In my view, psychiatric assessment should be standard, if not mandatory, in litigation arising from chronic pain after soft tissue injury. Psychiatrists are the only experts who are qualified to both diagnose psychological conditions and integrate bodily symptoms and signs.

In general, detailed expert psychiatric analysis should address DSM-IV criteria for somatoform disorder, pain disorder, depressive disorder, Post Traumatic Stress Disorder and malingering.

Moreover, if the claimant or plaintiff fulfils criteria for one of the first four conditions, it is probable s/he fulfils criteria for other psychological conditions, and one diagnosis is usually insufficient.

Expect to recover?

Henry Ford said, "Whether you think you can, or you think you can't, you are probably right."

Canadian researchers recently published the first paper that quantifies the effect of patient expectations on recovery time. Positive expectations about 1) current progress, 2) future improvement and 3) time until return to usual activities, were each associated with a 25-37% faster return to work.

This correlation was independent of other recognised prognostic factors and appears to be a true cause-and-effect relationship.

Beliefs about injury and illness are necessary for us to make sense of what is happening to us, form judgments about the effects on our health and determine what action is necessary during recovery.

These beliefs can usefully be grouped into 5 main cognitive areas:

Name and component symptoms


Expected duration

Anticipated effects and outcome

Cure or control

This can form a practical template for claimant counsel during intake interview, and for defence counsel during Examination for Discovery.

The purpose of the questionnaire is not to "correct" the client’s beliefs, according to the litigator’s understanding or according to conventional medical "truth", but to gain insight into the widely-varying outcomes of similar injuries in different clients.

The claimant’s beliefs should simply be fleshed out and recorded.

Litigator Interview

Name and component symptoms: the term the client uses to identify his/her condition can be illuminating and may or may not be medically correct. Similarly, the component symptoms that the client attributes may not all be causally related.

Cause: the client’s beliefs about the pathological causation of the condition or symptoms can differ markedly from conventional medical tenets.

Expected duration may be very different for patient and caregiver. The client’s beliefs about time to recover tend to be a self-fulfilling prophecy.

Anticipated effects and outcome are particularly useful for counsel to explore.

Cure or control: will the patient recover, and does s/he believe s/he can influence the outcome by what s/he does?

Changing the Prognosis

The Court can adopt the Defence view of what "should" happen to a motivated victim in these circumstances, or accept the Claimant’s view that nothing will change.

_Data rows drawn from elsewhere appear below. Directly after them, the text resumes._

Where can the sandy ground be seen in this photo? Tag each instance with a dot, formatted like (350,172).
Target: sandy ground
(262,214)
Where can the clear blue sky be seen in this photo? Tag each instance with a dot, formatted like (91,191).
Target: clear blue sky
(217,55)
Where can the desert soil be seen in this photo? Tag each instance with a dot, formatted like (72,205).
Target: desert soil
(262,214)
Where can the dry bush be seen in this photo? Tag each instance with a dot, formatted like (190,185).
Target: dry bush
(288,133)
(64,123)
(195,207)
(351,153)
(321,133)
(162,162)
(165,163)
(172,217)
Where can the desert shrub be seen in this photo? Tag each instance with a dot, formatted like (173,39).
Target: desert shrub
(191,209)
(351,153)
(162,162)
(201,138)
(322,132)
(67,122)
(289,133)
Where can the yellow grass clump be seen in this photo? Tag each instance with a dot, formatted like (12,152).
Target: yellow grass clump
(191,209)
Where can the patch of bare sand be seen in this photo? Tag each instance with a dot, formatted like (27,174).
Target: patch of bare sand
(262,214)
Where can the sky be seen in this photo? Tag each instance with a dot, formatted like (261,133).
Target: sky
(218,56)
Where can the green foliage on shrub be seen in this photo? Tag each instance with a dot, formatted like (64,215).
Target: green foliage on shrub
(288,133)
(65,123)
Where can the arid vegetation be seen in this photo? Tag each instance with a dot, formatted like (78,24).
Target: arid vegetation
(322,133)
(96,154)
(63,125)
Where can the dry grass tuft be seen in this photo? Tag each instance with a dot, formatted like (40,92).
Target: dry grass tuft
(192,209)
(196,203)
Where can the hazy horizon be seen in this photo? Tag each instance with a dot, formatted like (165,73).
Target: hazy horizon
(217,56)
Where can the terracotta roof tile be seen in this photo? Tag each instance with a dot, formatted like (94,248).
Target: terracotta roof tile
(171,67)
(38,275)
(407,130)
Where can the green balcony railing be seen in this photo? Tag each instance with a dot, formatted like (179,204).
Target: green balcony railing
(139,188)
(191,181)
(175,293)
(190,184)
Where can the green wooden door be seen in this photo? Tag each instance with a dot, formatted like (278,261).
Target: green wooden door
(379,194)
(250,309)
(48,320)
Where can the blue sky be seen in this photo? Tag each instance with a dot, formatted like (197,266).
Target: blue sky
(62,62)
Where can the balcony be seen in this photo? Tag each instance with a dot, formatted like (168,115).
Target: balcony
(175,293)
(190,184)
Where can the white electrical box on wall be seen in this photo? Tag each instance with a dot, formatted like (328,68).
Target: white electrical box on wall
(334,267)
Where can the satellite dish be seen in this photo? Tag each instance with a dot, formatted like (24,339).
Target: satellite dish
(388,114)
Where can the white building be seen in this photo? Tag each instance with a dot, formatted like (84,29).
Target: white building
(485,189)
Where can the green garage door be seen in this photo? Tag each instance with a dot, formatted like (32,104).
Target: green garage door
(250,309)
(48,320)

Striking some sort of compromise between the two is another option.

However, the two overlapping determinants of Disability - suffering and beliefs - exist only in the mind of the disabled.

The experience of pain, psychological distress, fatigue, and sleep deprivation is intangible and cannot be objectively quantified. Medical science has few solutions to these age-old problems.

Are the client’s beliefs about the injury susceptible to change? Despite the immense financial burden that results from disability after soft tissue injury, clinical research has only just started to grapple with this question - and there are no preliminary answers yet.

In our very limited state of knowledge, the real prognosis is what the claimant believes it is.